Why is A _< B always true in a Polynomial Reduction?

Question

I'm extremely knew to Computer Science, particularly the theoretical side, so am trying to understand (without an answer going too far over my head) why is always true in a polynomial time reduction, and whether my naive theory as to why explains it (which I suspect doesn't).

My idea:

Premise: Starting off, I have two problems A and B, where either I'm finding A much more computationally expensive timewise to compute than B using the algorithm for A I have, or I haven't got an algorithm for A at all (making it very 'hard' indeed - though I hope I've used the term correctly here?). I realise though I can transform A into B and do just that.

When someone says that after such a reduction, a solution to A is always at most as hard as one for B, they don't mean that any algorithm that solves A is at most as hard as B, but in fact strictly that the most efficient that's currently known solution we will have for A from now on (which of course may be subject to change as we find better and better algorithms for a problem) will be at most, as hard as B or easier?

Why: Simply 3 cases - Firstly, if A was super hard to solve using the algorithm I had, but B was easier to solve and I used B to solve A, well now my most efficient solution to A is the algorithm for B. Secondly, if I had no solution to A at all but reduced A to B, well now I have 1 solution to A - so the 'union of all my solutions' is as hard as B's.
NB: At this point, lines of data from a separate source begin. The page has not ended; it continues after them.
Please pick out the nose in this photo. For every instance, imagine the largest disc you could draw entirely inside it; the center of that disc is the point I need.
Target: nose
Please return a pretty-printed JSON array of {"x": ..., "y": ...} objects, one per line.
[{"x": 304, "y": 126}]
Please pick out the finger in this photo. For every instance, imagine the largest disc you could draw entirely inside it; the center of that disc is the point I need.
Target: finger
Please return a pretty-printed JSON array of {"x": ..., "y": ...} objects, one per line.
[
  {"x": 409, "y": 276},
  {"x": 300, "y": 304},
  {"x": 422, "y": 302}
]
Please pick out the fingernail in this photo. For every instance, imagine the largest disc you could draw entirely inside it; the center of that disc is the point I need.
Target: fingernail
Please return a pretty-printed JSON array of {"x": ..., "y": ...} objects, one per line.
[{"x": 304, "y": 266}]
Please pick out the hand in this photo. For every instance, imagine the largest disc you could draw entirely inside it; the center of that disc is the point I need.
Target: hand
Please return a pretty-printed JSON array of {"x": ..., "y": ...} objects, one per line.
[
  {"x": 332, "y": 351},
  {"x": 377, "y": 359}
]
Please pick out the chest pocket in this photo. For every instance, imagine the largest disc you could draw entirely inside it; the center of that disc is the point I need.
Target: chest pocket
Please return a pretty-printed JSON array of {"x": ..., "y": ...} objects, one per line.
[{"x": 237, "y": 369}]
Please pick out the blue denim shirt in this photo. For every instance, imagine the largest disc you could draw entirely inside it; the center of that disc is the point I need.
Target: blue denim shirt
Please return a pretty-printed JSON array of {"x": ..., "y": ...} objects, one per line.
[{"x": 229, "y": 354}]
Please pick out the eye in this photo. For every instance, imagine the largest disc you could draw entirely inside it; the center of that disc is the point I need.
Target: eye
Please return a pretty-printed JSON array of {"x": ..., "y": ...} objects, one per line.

Thirdly, say my best solution for A was always easier than B, but I 'reduced' it to B for fun, well my best solution is indeed easier than B.

There may be infinitely many more solutions to A that are harder than B (e.g. an algorithm that solves 2 + x = 4 straight away, vs one that does the same thing but for some reason adds 1 one million times to the equation, before subtracting it again, then solving).

Critically: So, since then there are any number of ways to solve a problem A that are arbitrarily more difficult than any particular solution, it only makes sense to talk of in terms of the most efficient solutions to each that are currently known.

Is this right?

Thanks so much for your help, I really appreciate it.

Answer 1

Generally speaking, when people discuss "problems" and "how hard they are to solve", they are referring to the class of problem (e.g. the Traveling Salesman Problem) as opposed to a particular instance of the problem (e.g. the Traveling salesman problem with cities A, B, C... and distances X, Y, Z, ...). Further, when they discuss how hard/easy a problem is, they are referring to the most efficient possible solution. It's not very interesting to talk about how hard it is to solve a problem using a random solution (that might be really inefficient), so often solutions are accompanied proofs that there can be no solution more efficient.

So if the class of problem A can be transformed in to the class of problem B, then you know that there is a solution to A that is at least as efficient as B, since one solution is to transform it to B and solve it that way. It might be more efficient, since there may be a solution unique to problems of type A that is more efficient than those of type B, but it will be at least as efficient as B.

So your thinking is kind of in the right direction, but focus less on "solutions you happen to know about" and more about the theoretically most efficient solution to a problem.